How does the AHCA get so much so wrong? Although the Congressional Budget Office has not scored the bill that Congress passed, the most significant components have already been analyzed, and there are three main parts.
First, on taxes, the bill would undo the tax penalty associated with the individual mandate and repeal Obamacare’s taxes, including the 3.8 percent surtax on investment income and a 0.9 percent surtax on wages for households making more than $250,000. Second, it would phase out the Medicaid expansion and cut funding to the program, depriving up to 14 million people of health care by 2026, according to the CBO. Third, it would allow insurers to charge more for patients who are older and sicker—including those with pre-existing conditions, like cancer, diabetes, or even injuries from domestic violence—while allowing young, healthy, high-income adults to save money on skimpier insurance.

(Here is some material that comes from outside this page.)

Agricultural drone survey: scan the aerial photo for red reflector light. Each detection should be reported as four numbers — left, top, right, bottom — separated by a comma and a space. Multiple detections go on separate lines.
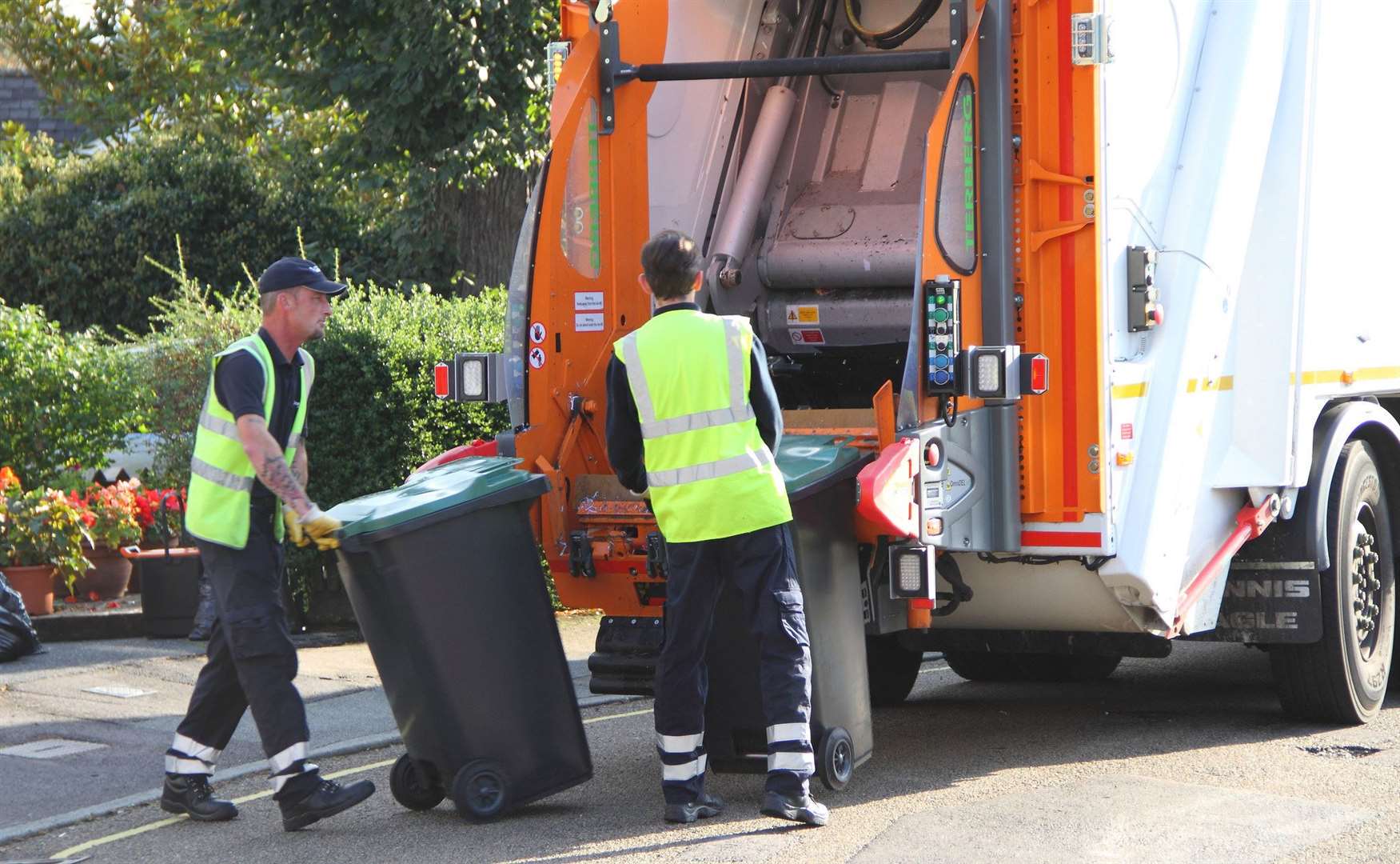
1031, 356, 1050, 394
433, 362, 453, 399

House Speaker Paul Ryan and other Republicans have defended the bill with vague allusions to choice, freedom, and cheaper premiums, but the bill itself is a violation of practically every promise from President Donald Trump and many of the 217 Republicans who voted for it. Rather than protect Medicaid, as Trump promised, it cuts Medicaid severely. Rather than cover “everybody, ” as Trump promised, it will deprive about 24 million people of health care, which is just shy of the population of Texas. Rather than protect coverage for people with preexisting conditions, as Trump promised, it will force many sick patients to pay thousands of dollars extra to buy insurance. Rather than ensure that the rich do not get a tax cut, as Treasury Secretary Steve Mnuchin pledged in an interview last November, this bill creates a $600 billion tax cut that goes entirely to high-income households. Rather than make insurance more affordable, as Republicans have promised over and over, an early 60-something making less than $27,000 would go from paying a few thousand dollars max on a premium and out-of-pocket expenses to spending half his income on insurance.

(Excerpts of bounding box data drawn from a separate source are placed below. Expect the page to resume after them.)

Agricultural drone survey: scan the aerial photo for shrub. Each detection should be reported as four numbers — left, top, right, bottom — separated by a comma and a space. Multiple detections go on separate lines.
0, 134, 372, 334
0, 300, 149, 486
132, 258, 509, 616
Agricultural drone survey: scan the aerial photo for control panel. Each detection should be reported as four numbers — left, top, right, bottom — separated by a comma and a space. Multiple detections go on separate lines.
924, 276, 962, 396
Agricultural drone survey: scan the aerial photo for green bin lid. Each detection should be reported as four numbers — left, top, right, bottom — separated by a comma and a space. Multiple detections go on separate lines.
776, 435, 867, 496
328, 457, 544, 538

Obamacare has issues. Premiums are rising faster than anticipated in some states, and big-name insurers are pulling out, or threatening to pull out, of the exchanges. The rising cost of coverage in some areas could discourage healthy young people to leave the insurance market entirely, even at risk of paying a penalty, which could drive up insurance costs even more for less-healthy people. Although the Congressional Budget Office predicts that the recent round of premium hikes might resolve itself, there is a clear political mandate to improve the status quo.
But the Republican replacement bill improves nothing. It doesn’ t reduce premiums for the sick, or expand coverage. It just takes a pool of federal funds used to expand coverage to lower- and middle-class families and transfers it back to rich Americans. If Obamacare is unpopular in name, while its provisions are well-liked, its replacement is popular only in name, and its provisions are despised.

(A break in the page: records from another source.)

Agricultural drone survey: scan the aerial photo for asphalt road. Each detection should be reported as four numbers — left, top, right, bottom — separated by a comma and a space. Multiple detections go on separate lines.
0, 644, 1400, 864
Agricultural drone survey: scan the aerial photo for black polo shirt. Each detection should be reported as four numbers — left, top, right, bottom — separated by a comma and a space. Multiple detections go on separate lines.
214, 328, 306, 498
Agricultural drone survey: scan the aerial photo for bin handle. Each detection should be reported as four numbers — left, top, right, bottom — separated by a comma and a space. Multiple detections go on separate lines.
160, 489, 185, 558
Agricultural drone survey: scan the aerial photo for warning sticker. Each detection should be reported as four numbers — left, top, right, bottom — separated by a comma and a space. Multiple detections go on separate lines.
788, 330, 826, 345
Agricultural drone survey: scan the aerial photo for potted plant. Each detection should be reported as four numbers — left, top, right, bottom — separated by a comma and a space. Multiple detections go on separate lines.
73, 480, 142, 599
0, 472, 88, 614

The problem with Obamacare, Ryan said in March, “is the people who are healthy pay for the people who are sick. It’s not working.” For all the deception around the AHCA, this is the truest summary of conservatives’ objection to the Affordable Care Act and the modern social safety net—that it is, somehow, immoral for American individuals to be compelled, against their will, to part with their income for the purpose of creating an insurance pool to protect the vulnerable. This is the only philosophy that justifies this reverse Robin Hood bill. But this is not an attempt to fix anything that is wrong with the health-care system; it is an attempt to undo the effort to cover the poor with the income of the rich. It is American exceptionalism of the worst kind.